A Saudi fan, of Egyptian descent, left his job in New York since his boss, a Jew, was not allowing him to travel to Doha for World Cup
Tunisian fans dance at Souq Waqif in Doha.
Tunisian fans dance at Souq Waqif in Doha.
Angshuman Roy

Angshuman Roy   |   Doha   |   Published 30.11.22, 04:06 AM

Gorging on curry and parotta in one of the many Kerala food joints that you find here, two men were discussing football in Spanish in an animated way. One was wearing a Mexico jersey, with his sombrero occupying the chair next to him. The conversation was peppered with the names Messi, ‘Tata’ Martino and Ochoa.

“Worst team of the 32 playing here is Mexico,” said one, clearly yet to digest the 0-2 loss to Argentina the other day. His name is Eder ‘Pollo’ Eduardo. The younger one, more of a listener, is Emmanuel Ornelas Lopez — an accountant who according to “Pollo’ always bungles with figures. It was banter.

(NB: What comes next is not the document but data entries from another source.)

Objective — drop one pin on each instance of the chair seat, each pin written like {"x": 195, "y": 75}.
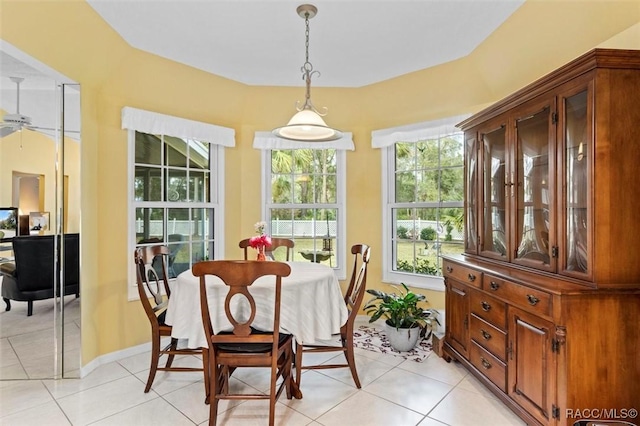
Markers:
{"x": 254, "y": 348}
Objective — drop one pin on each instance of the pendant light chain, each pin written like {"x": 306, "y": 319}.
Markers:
{"x": 307, "y": 124}
{"x": 307, "y": 67}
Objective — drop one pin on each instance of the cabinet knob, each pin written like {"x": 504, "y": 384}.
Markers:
{"x": 486, "y": 364}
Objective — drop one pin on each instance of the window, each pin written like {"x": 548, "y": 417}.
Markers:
{"x": 423, "y": 181}
{"x": 305, "y": 201}
{"x": 175, "y": 192}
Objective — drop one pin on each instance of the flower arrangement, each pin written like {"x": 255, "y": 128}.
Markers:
{"x": 260, "y": 241}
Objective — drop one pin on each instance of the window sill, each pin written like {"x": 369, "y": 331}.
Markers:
{"x": 428, "y": 282}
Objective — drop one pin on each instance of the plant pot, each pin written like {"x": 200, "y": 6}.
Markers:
{"x": 403, "y": 339}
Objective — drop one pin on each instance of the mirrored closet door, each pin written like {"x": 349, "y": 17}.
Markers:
{"x": 40, "y": 185}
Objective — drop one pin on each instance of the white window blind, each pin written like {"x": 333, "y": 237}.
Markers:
{"x": 161, "y": 124}
{"x": 416, "y": 132}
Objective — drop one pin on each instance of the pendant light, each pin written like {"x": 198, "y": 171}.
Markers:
{"x": 307, "y": 124}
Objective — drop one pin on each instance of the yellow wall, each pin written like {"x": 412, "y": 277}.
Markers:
{"x": 71, "y": 38}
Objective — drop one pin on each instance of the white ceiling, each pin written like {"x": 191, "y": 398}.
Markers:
{"x": 353, "y": 43}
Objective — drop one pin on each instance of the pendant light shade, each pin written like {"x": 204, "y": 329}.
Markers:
{"x": 307, "y": 124}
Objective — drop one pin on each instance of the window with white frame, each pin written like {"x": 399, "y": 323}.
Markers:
{"x": 175, "y": 191}
{"x": 423, "y": 199}
{"x": 305, "y": 199}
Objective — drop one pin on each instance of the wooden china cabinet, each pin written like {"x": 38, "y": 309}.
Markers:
{"x": 544, "y": 306}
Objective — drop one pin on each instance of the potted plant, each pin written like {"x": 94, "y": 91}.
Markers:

They are among the thousands of football fans who are in Qatar to watch the World Cup. The Mexicans have come in numbers, singing and dancing and being gracious in defeat.

The Barahat Al Janoub fan clusters at Al Wakra in the outskirts of Doha have mostly South Americans checking in 24x7, feasting on Malayali and Bangladeshi food and even playing football. It takes almost one-anda-half hours — a bus takes you to the metro station and from there to the city centre — but the distance and the weariness that come with daily commuting fail to dampen their spirit.

“It’s a nice experience for us. Three matches and go home after a brief stay in Dubai,” Pollo says. One Qatari rial is equal to 5.31 Mexican pesos so that doesn’t burn a hole in the pocket too. “Yes, it works fine with us. But it’s not just the currency conversion rate that brings us here. In Mexico, football is a way of life.”

Mexico is one of the cohosts for the next World Cup along with the US and Canada and that was one of the reasons why many of them are in Qatar. “Next time Mexico will play hosts to the world. So we thought why not get the feel in Doha?” Gonzalez said.

If against Poland the Mexican fans had literally taken over Stadium 974, at the Lusail Stadium they matched Argentine fans chant by chant. “We are like this only. We are never silent for a moment, always with the national team.”

Even the Argentine fans, who despite the promise of a false dawn since 1986, throng the stadiums backing their stars, agree to that. “We share a great rivalry with the Brazilians and Mexicans,” Luis Martinien from Buenos Aires says.

It’s not just South and North Americans who have taken Doha by storm.

Souq Waqif, the busiest marketplace in central Doha, keeps buzzing as World Cup enters the second week. A group of merry Tunisians weave through the thoroughfare. It started with 50 people and when they came back to the point from where they started, nearly 500 had joined them. It was 2.30am (local time).

Football can make you do astounding things. A Saudi fan, of Egyptian descent, left his job in New York since his boss, a Jew, was not allowing him to travel to Doha for the Cup. “Best World Cup ever. The Arab world has shown what we are capable of,” he says while chatting with an Omani fan during Portugal’s match against Uruguay at Lusail Stadium on Monday.

The Saudi fan may have acted on the spur of the moment, but for two IT entrepreneurs of Calcutta, Debmalya Dey and Jayanta Pal Chaudhuri, it has been meticulous planning. They are here till December 5 and have already watched five matches. They have tickets for five more games. 

“If it wasn’t in Doha, then maybe we would not have enjoyed this once-in-a-lifetime experience,” Dey, a Cristiano Ronaldo fan, says, digging into grilled fish at the Danat Al Bahar restaurant on the Al Wakrah beach. “The ambience is fantastic,” Pal Chaudhuri adds.